Note: The time shown should be a percentage of the inclusive time.

If you know the bottleneck, change the code to optimize it:

voidPrintprimesum () {int64_t startTime = Getsystimemicros ();STD:: Ofstream outfile; Outfile.open ("D:\\test\\primesum.dat",STD:: Ios::out |STD:: Ios::app);intCount =0; int64_t sum =0; for(inti =10000; I <=100000; i++) {if(IsPrime (i))            {sum = calculatesum (i); outfile << sum <<"\ T"; count++;if(Count%Ten==0) {outfile <<STD:: Endl;    }}} outfile.close (); int64_t usedtime = Getsystimemicros ()-startTime;intSecond = Usedtime/1000000; int64_t temp = usedtime%1000000;intMillise = temp/ +;intMicros = temp% +;STD::cout<<"Execution time:"<< Second <<"S"<< millise <<"'"<< Micros <<"'"<<STD:: Endl;}

Execute again and find the time to decrease to: 3s 798 ' 218 ". The effect is obvious!

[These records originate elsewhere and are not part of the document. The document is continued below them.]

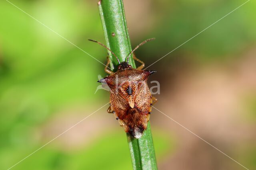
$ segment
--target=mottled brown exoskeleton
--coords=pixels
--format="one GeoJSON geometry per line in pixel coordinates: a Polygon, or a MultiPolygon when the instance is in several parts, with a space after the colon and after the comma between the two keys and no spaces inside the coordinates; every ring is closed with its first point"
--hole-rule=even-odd
{"type": "Polygon", "coordinates": [[[127,57],[126,61],[120,63],[118,59],[109,49],[101,43],[90,40],[102,45],[116,57],[118,62],[117,71],[114,72],[108,69],[110,61],[107,57],[105,71],[109,74],[98,82],[106,84],[110,89],[110,106],[108,112],[114,113],[116,119],[126,132],[135,138],[140,138],[147,129],[151,113],[151,106],[157,101],[152,96],[147,80],[148,76],[156,71],[142,70],[144,63],[133,55],[134,59],[141,63],[135,69],[128,63],[129,57],[134,51],[146,42],[154,39],[147,39],[138,45],[127,57]]]}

2, but this is not enough, continue to check other issues, the new code again with the Performance analysis tool to detect.

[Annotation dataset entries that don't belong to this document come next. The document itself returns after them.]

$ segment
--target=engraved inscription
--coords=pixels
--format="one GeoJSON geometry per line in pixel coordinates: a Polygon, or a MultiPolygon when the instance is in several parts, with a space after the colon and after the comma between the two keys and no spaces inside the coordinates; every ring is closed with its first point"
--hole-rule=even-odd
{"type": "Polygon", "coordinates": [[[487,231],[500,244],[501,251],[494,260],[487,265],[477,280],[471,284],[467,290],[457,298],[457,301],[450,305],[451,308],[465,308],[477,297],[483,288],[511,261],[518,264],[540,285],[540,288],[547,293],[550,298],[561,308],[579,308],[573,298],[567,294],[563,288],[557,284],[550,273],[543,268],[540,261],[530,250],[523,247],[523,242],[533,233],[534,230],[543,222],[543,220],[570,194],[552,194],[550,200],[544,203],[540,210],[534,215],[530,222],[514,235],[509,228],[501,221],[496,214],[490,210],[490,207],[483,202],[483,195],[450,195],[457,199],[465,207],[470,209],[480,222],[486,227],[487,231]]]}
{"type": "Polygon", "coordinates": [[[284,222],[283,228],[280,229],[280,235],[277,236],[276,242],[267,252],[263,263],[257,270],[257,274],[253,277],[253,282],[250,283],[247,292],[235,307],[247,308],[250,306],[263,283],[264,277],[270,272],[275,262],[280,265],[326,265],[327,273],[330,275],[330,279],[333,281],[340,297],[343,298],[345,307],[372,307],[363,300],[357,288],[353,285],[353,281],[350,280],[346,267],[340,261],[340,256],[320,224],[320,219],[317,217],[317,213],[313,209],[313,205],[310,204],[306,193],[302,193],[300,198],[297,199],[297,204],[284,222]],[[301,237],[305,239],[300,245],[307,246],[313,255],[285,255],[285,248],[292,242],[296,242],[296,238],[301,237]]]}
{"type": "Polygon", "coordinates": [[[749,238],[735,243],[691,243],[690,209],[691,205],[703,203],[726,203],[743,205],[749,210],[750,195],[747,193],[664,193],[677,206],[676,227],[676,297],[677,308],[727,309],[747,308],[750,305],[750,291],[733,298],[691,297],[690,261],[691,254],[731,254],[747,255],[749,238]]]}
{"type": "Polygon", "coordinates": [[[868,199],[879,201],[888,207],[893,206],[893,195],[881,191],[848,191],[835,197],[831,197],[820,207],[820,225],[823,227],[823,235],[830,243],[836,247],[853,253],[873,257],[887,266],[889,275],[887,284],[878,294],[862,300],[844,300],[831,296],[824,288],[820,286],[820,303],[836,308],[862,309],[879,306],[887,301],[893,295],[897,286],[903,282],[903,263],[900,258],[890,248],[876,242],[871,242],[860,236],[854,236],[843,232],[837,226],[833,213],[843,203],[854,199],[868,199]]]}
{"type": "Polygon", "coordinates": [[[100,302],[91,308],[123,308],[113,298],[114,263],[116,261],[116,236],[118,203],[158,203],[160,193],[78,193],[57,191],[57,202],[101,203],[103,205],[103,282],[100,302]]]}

Identify performance bottlenecks 2

We find that the IsPrime function takes up 62% of the time, which should be a bottleneck, can we optimize it for arithmetic? To think about it, the method of finding prime numbers above is actually the dumbest way to optimize it a little bit:

//Determine if integer n is primeBOOLIsPrime (intN) {if(N <2)    {return false; }if(n = =2)    {return true; }//Remove the multiples of 2    if(n%2==0)    {return false; }//Can not be divided by a number less than the root of N, is a prime     for(inti =3; I*i <= N; i + =2)    {if(n% i = =0)        {return false; }    }return true;}

Once again, it was found that the time was reduced to: 1s 312 ' 75 ", almost half the time lost.

3, this is still a bit slow, and then see if it can be optimized. Check with the new code again using the profiling tool.


Identify performance bottlenecks 2

The Calculatesum function accounted for 88.5% of the time, which is definitely the main factor affecting the current program performance. On it. Think about it, ask for 1 to N and in fact is to ask 1, 2, 3 ... N of the arithmetic progression and. The optimization code is as follows:

// 计算1到n之间所有整数的和int64_t CalculateSum(int n){    if0)    {        return -1;    }    //(n * (1 + n)) / 2    return ( n * (11;}

Once again, it is found that the time is reduced to: 0s 91 ' 6 ", within a second, can basically meet the requirements of the sub.

Summarize

Program Performance tuning is the process of making a few improvements on top of it, until it meets the requirements of the application. It solves the problem by using only one statistic indicator of the view (the percentage of time that each function takes to total time). For large complex applications, we can result in multiple views of multiple statistical indicators for comprehensive judgment, to find out the bottleneck of program performance!

Previous review:
Take you to the multithreaded development of visual studio--vc++

What to tell NEXT:
Take you to the Visual studio--Unit test

Take you for a spin. Visual studio--performance Analysis and optimization

Related Article

Contact Us

The content source of this page is from Internet, which doesn't represent Alibaba Cloud's opinion; products and services mentioned on that page don't have any relationship with Alibaba Cloud. If the content of the page makes you feel confusing, please write us an email, we will handle the problem within 5 days after receiving your email.

If you find any instances of plagiarism from the community, please send an email to: info-contact@alibabacloud.com and provide relevant evidence. A staff member will contact you within 5 working days.

A Free Trial That Lets You Build Big!

Start building with 50+ products and up to 12 months usage for Elastic Compute Service

  • Sales Support

    1 on 1 presale consultation

  • After-Sales Support

    24/7 Technical Support 6 Free Tickets per Quarter Faster Response

  • Alibaba Cloud offers highly flexible support services tailored to meet your exact needs.